そんなことを考えている時、俺はふと気付いた。
まだ、電話は鳴り続けていた。しかし、よく聞くとそれはいつも一定の強さで俺に迫ってきた。どこにいても。どんな場所にいても。俺は早く気づくべきだった。とんだ間抜けだ。大体まず電話機を探そうと思えば、どこからその音が聞こえてくるのかということを念頭に置いて探す場所を検討するのが普通だろう。寝起きを理由にして良いのかはわからないが、とにかく俺の頭は十分に回っておらず、その考えまで至ることができなかったようだ。そこに至ってさえいれば、俺はこの問題に早く行き当たっていたはずだ。そう、音は常に同じ音量で俺を呼んでいる。つまり、電話機は常に俺と同じ距離を置いてそこに在るということだ。
それはよく考えれば奇妙な事だ。
控えめに言って、とても奇妙だ。
これは一体どういうことなんだろうか?俺は鳴り続く電子音をBGMにしながら考えてみた。消えた電話機。外された電話線。鳴り止まない着信音。遠ざかることはなく、近寄ることもない、着信音。しかし俺にはわからなかった。やっと冴えてきた頭でもわかるはずがなかった。大体そんな奇妙な出来事にこれまで出会ったことがないのだ。当然だ。
俺は試しに耳を塞いでみた。半ば自棄糞だった。
しかし、それでも音は聞こえてきた。驚いた、というよりは納得がいった。この結果が示す答えはこうだ。
着信音は俺の中から聞こえてくる
だからどこにいても音の大きさが変わることはなかった。どこにいても常に音との距離は同じだった。それは俺の中で音が鳴り響いていたからだ。電話機が何故消えたかは未だにわからないが、これで少しはこの現象に説明がついた。

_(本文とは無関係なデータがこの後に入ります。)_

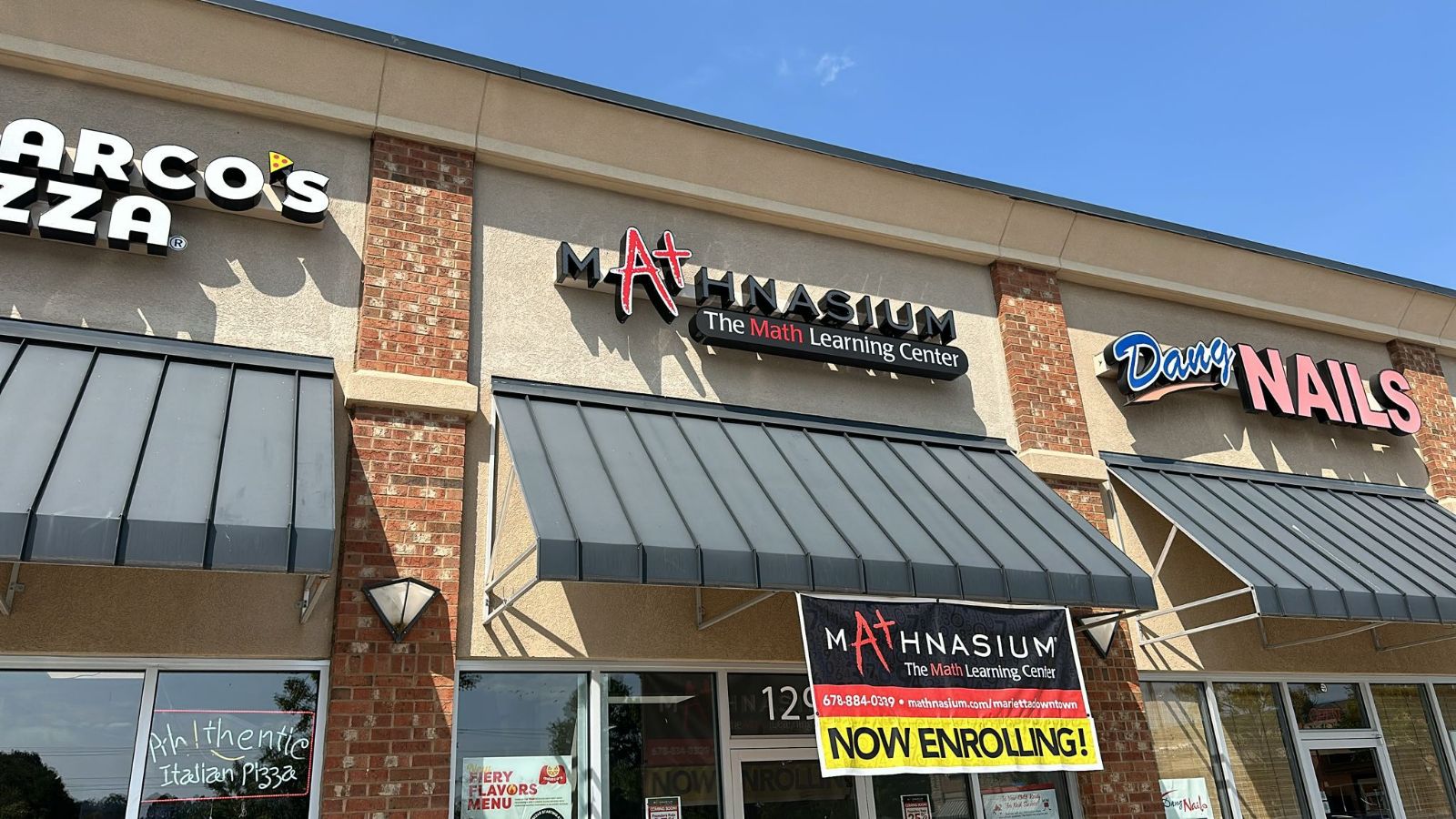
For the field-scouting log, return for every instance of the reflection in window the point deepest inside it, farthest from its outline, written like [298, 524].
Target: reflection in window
[1259, 756]
[794, 789]
[948, 796]
[1414, 748]
[1176, 716]
[1321, 705]
[226, 745]
[662, 742]
[521, 729]
[66, 742]
[1016, 793]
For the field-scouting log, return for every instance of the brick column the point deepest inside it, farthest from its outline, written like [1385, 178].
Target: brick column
[1047, 409]
[1433, 395]
[392, 705]
[415, 314]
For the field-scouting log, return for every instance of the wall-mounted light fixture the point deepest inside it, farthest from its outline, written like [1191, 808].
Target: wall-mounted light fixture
[400, 602]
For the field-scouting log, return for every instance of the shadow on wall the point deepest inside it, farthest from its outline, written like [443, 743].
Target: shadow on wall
[247, 267]
[664, 358]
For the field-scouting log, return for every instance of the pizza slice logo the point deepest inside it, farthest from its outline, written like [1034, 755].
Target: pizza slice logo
[278, 167]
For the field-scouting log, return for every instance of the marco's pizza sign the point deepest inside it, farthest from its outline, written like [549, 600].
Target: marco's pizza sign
[102, 189]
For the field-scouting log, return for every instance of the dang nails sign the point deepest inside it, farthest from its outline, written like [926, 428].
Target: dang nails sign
[1293, 387]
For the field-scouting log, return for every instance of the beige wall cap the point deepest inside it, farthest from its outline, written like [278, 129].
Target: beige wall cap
[410, 392]
[1052, 464]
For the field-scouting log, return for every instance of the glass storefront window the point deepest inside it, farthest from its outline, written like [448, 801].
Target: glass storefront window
[1259, 760]
[1414, 749]
[1324, 705]
[948, 796]
[794, 789]
[771, 704]
[1178, 722]
[662, 742]
[67, 742]
[220, 741]
[514, 729]
[1446, 704]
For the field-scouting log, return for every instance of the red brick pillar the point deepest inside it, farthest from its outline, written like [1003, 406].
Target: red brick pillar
[1433, 395]
[392, 705]
[415, 314]
[1047, 409]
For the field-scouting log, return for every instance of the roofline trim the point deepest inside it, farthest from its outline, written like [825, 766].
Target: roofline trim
[465, 58]
[735, 413]
[1116, 460]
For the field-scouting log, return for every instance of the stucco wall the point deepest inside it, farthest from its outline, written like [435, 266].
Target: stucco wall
[1212, 426]
[240, 280]
[535, 329]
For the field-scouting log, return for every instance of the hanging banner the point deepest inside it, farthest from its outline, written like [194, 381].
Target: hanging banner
[517, 787]
[926, 687]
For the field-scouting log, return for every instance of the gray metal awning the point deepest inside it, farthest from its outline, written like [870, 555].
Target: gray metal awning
[1309, 547]
[137, 450]
[645, 490]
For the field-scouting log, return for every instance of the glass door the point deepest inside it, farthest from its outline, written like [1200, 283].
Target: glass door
[1350, 782]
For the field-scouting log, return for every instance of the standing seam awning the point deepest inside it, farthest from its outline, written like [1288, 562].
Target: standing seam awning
[137, 450]
[647, 490]
[1309, 547]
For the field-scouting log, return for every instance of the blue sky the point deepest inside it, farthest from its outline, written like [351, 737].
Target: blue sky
[1321, 127]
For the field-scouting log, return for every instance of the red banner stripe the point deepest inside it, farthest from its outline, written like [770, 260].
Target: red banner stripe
[950, 703]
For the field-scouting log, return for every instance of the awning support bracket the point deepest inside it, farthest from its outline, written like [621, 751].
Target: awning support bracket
[1375, 637]
[11, 588]
[494, 612]
[313, 588]
[1168, 545]
[1142, 629]
[1361, 629]
[708, 622]
[1092, 622]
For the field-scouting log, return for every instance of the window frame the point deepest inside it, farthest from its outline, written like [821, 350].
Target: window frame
[153, 666]
[1298, 739]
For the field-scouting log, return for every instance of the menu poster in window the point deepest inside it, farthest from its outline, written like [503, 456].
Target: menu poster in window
[1024, 802]
[938, 687]
[517, 787]
[915, 806]
[1186, 799]
[210, 755]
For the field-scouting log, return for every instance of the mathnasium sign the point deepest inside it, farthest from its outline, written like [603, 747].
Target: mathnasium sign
[749, 314]
[936, 687]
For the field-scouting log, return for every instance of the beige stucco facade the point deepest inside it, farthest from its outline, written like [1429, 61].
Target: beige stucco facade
[558, 167]
[242, 281]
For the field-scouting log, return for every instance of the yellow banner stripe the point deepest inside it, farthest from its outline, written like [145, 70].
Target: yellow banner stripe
[890, 742]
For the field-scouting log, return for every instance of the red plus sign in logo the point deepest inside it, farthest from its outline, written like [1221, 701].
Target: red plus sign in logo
[660, 273]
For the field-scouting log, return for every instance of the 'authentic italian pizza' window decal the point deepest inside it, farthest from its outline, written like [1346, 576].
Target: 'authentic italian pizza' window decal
[749, 315]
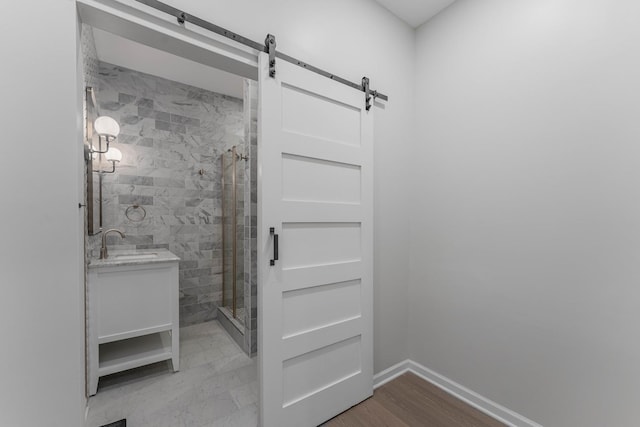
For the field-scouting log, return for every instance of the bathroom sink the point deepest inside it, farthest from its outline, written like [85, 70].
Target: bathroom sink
[123, 257]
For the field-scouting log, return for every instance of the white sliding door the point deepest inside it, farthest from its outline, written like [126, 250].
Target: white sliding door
[316, 301]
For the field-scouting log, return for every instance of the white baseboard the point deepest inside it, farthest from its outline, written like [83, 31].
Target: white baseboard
[489, 407]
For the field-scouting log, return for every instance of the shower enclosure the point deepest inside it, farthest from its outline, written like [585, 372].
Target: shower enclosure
[233, 238]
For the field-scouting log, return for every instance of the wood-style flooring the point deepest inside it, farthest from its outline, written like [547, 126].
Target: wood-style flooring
[410, 401]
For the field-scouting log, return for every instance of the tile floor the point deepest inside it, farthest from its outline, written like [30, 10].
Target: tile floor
[217, 386]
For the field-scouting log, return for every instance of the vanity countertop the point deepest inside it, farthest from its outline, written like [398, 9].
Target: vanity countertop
[134, 257]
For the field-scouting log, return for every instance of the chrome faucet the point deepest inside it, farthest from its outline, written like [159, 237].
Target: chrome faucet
[103, 250]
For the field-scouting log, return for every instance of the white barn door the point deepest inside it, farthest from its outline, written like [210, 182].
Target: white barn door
[316, 300]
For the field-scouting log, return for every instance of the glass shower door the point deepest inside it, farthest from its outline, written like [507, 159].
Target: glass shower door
[233, 234]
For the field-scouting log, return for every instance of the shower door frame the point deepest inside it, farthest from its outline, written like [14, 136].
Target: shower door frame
[234, 218]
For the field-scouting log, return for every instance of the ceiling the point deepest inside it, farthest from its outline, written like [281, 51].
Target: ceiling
[129, 54]
[415, 12]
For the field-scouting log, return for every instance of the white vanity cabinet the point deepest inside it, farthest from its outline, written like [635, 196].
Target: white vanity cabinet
[133, 312]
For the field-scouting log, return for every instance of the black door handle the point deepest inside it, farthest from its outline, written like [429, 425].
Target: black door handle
[272, 230]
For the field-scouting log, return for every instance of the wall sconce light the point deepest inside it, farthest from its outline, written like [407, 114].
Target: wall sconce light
[107, 129]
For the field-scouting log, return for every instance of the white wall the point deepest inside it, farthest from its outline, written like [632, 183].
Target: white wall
[526, 239]
[352, 39]
[41, 369]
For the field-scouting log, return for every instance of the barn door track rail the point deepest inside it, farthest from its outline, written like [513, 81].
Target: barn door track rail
[268, 47]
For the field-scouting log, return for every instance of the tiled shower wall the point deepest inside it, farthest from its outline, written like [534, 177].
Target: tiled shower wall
[171, 138]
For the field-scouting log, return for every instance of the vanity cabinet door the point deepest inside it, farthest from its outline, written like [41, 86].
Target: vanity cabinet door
[135, 300]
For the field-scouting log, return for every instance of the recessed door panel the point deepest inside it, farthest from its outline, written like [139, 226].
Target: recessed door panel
[316, 180]
[310, 373]
[307, 309]
[309, 113]
[309, 244]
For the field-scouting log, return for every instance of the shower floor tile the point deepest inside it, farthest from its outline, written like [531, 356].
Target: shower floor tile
[217, 386]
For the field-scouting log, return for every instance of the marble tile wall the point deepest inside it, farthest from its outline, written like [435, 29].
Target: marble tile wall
[172, 136]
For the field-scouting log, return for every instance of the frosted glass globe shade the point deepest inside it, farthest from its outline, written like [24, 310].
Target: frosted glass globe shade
[106, 126]
[113, 154]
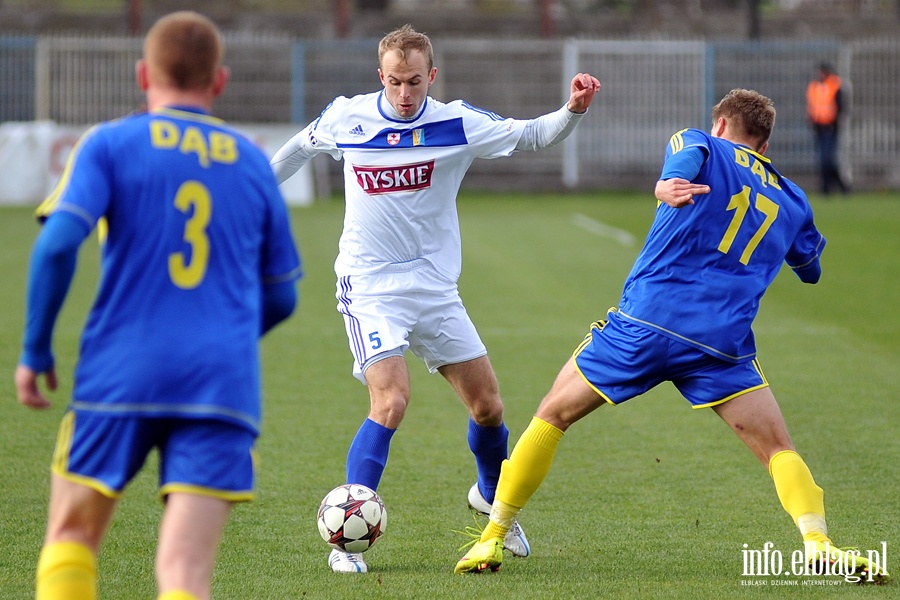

そうは言っても、と俺は思う。俺は一体「これ」をどう扱えばいいのか?どうすれば俺は「この音」に対して応えてやることができるのか?
当然、わからない。
俺は「その音」に対して、口で「ガチャ」と言ってみた。これもただの自棄糞の、ただの思い付きだ。
だがその瞬間、記録的に一定のリズムを刻み続けてきた電子音はぴた、と鳴り止み、不毛の砂漠を思わせるようなノイズが耳をついた。受話器は、確かに取られたようだった。俺は耳を澄ませた。人工的な砂嵐の向こうに、何かの気配を感じ取ることができた。
――――――――ん
誰かの声が聞こえた。その声は激しい砂嵐に遮られて最初は茫漠としていたが、徐々にくっきりとした輪郭を得ていった。
――――――――ん
―――――ミくん
――ミカミくん
一瞬にして俺は連れ出された。いや、それは正しい表現ではない。俺は引き戻された。
そこには風景があった。そこはもう俺を映し出す暗い独房ではなかった。明るかった。そこには黄色があった。赤や茶色もあった。よく見るとそれは木の葉で、まるで世界を自分たちの色彩で包み込もうとするかのように空から降り注いでいた。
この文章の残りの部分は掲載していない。